Vision

Vision is essential to bees, as it is the primary sense used to avoid obstacles in the environment, find flowers to collect nectar from, and find the way back to the hive. We are interested in how the bee uses vision to perform all of these tasks, and we have started first with the simplest task: how bees avoid obstacles.

Current Work

The early GB models of the visual system are those systems of which are primarily used for basic flight control. Currently, we are modelling the circuits which are responsible for motion detection and in turn, are used for flight control tasks (like regulating velocity and roll/pitch/yaw manoeuvres).

Bees primarily use vision to navigate through their environment. This ability to navigate starts with the relatively simple flight control task of avoiding obstacles in the environment. Experiments investigating this task have found two basic control mechanisms that bees use: the optomotor response and the corridor centring response.

Optomotor Response Model

The optomotor response allows bees to fly in straight lines by acting to oppose rotations of the visual field. Deliberate turns by the bee occur faster than the optomotor response can detect and are not affected.

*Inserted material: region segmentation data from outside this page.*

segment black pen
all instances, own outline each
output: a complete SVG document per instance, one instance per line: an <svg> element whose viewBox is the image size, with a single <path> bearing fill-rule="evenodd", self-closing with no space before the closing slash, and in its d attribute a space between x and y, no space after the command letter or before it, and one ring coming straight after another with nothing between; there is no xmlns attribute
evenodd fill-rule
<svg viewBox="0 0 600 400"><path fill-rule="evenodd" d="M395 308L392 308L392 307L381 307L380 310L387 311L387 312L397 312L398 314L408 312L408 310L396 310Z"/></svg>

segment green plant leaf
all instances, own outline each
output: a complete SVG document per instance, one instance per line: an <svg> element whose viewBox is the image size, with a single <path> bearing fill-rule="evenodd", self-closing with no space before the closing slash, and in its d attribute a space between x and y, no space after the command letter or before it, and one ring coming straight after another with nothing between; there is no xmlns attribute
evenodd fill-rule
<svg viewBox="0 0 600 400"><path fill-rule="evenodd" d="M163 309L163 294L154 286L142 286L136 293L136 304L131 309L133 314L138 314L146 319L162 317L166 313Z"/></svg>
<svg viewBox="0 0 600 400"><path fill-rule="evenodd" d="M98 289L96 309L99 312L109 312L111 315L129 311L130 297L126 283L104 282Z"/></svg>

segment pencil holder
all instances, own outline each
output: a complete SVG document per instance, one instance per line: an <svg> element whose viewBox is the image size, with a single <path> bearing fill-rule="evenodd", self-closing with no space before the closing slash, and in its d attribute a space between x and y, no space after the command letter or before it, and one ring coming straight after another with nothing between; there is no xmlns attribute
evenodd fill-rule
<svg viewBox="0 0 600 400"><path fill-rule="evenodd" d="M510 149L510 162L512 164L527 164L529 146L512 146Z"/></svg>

Here, we show a model of the optomotor response as it acts to oppose the rotation of a drum around the simulated bee:

 

Corridor Centring Model

The corridor centring response allows bees to maintain distance from obstacles and the ground and also to regulate their speed. The corridor centring response utilises angular velocity, a measure of the speed that objects move across the visual field. The farther away an object is the less angular velocity will be detected. Therefore, angular velocity gives a measure of the distance to the obstacles the bee is moving past, and allows the bee to change its position to avoid getting too close to obstacles.

Below are instructions for obtaining and running the model. This information can also be found on the Downloads page. There are three experiments included, and there is some set up work to configure each. The model can be run on Linux or OSX.

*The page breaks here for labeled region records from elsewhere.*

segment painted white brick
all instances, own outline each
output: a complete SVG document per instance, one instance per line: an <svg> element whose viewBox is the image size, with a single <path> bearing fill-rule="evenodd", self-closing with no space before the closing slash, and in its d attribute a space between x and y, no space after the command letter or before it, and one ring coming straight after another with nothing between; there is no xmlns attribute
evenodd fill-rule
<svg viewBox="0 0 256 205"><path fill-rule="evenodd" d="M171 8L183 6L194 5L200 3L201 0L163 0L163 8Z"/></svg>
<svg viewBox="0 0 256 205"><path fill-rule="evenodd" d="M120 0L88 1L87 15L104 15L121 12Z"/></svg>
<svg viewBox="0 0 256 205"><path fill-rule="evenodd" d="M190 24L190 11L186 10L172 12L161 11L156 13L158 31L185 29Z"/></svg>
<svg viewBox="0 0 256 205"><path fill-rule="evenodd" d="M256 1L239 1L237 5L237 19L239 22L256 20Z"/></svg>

First, download the zip file from here, and unzip it.

Second install Qt 5 and download the simulated environment (beeworld) from the GitHub repository. You’ll also need scipy.

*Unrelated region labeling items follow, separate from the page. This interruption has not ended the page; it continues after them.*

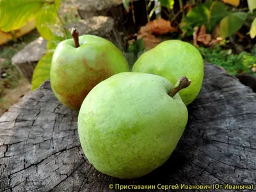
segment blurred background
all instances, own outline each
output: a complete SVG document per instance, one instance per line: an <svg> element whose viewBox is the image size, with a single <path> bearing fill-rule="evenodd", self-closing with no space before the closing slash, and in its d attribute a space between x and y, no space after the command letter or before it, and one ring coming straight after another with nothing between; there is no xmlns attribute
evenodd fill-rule
<svg viewBox="0 0 256 192"><path fill-rule="evenodd" d="M179 39L256 92L255 8L255 0L1 0L0 116L49 79L56 45L71 38L67 26L99 15L114 19L131 65Z"/></svg>

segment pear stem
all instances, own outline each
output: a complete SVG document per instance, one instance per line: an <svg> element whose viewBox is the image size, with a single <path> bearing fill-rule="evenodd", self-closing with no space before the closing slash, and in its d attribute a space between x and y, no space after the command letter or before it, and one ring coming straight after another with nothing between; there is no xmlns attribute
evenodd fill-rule
<svg viewBox="0 0 256 192"><path fill-rule="evenodd" d="M191 83L191 80L189 80L187 77L185 76L181 76L180 78L177 82L175 86L170 91L168 95L173 97L174 95L176 95L179 91L182 89L186 88L189 86L190 83Z"/></svg>
<svg viewBox="0 0 256 192"><path fill-rule="evenodd" d="M80 46L78 40L78 31L76 28L72 28L71 30L71 35L73 36L74 42L75 42L76 47L77 48Z"/></svg>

Third, run QtCreator, load the .pro file and use the default build options, then build the beeworld. Copy the beeworld2 binary (if on Mac you need the one ”inside” the .app package (right click and select ‘show package contents’ to get it). Then replace the beeworld2 file from the zip you downloaded (it is compiled for Mac, but almost certainly won’t work on your computer).

Fourth, install SpineML_2_BRAHMS and BRAHMS as described here. Note the installation locations (on Mac the installation locations are ”inside” the .app package,right click and select ‘show package contents’)

Fifth. The zip contains three directories beginning ‘Paper’ – these are the experiments. The cc_XXXX_model directories are the SpineML models. You now need to configure each experiment for your system – replace the SML_2_B_dir, SML_dir and Model_dir variables in run_FigX.py and analyse_FigX.py with the SpineML_2_BRAHMS, SystemML and model directories on your system, respectively.

Sixth, run
python run_FigX.py && python analyse_FigX.py

You will get a labelled graph of the model output when the batch run is complete.